Political correctness and draconian health and safety had not permeated into 70's culture and so we are treated to a real baby (presumably or one of the best animatronics I've ever seen) being terrorised by the Duchess and cook in a scene that's quite difficult to watch. One assumes the baby's parents were on hand but that newborn looks genuinely distressed (OK, it turns into a pig a little later but that's not the point). This scene, overplayed with relish by Patsy Rowlands and Peter Bull, reminded me how much freedom we used to have (not necessarily to terrorize babies) and how much control has been wrested from the artist and given carte blanche to the overseer. Director William Sterling, perhaps hampered by special effects constraints, has delivered a bland Wonderland and a whole host of thespianic turns designed to dazzle the audience into thinking there is more substance than there actually is but perhaps that accusation could be laid at Carroll's door.
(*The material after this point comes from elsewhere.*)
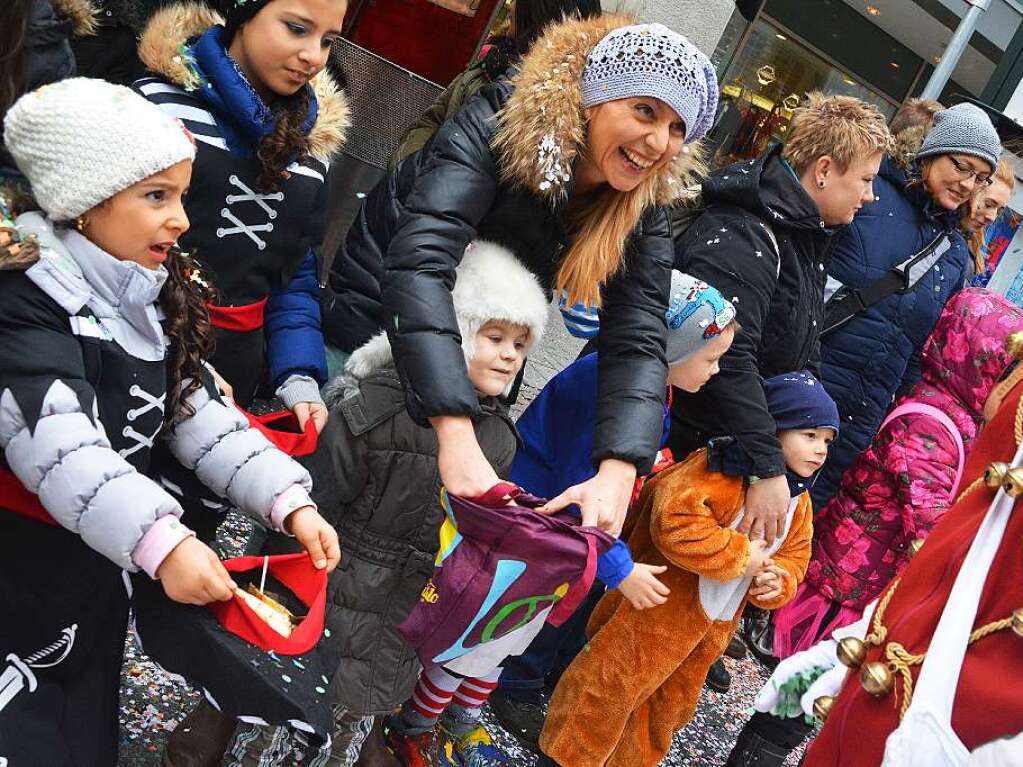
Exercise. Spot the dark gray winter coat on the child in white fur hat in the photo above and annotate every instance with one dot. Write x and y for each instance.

The best I can say about this curious production is that it's not often a film-maker assembles a stellar cast and then proceeds to cover everyone up in prosthetics, wigs and animal suits so their marquee value becomes negligible. Is that the best I can say? Uh... uh...
Presented, bizarrely and one assumes cheaply, in a letterboxed not anamorphic format, this edition gives the impression that it's only out there for no other reason than to ride the coat-tails of its latest more sophisticated incarnation. There has been very little care taken with what I imagine would be sumptuous photography (Geoffrey Unsworth doesn't have 'off' days). The colours are muted and the contrast very low. Of course, special effects were acheived optically in 1972 so there is some degradation of the image when the FX start piling up. That said, the shrinking and enlarging Alice (in camera FX one imagines) is done rather skilfully.
The mono sound is faithfully presented in Dolby Digital but it's certainly no restoration job. There are no subtitles or dubbing of any kind. This is the very definition of vanilla.
Nada... Zip. This sort of confirms why this was released – no great effort made except the very smallest.
A curio for Wonderland completists only, the disc is a lacklustre presentation of a movie that should at the very least be a colourful addition to the Carroll canon.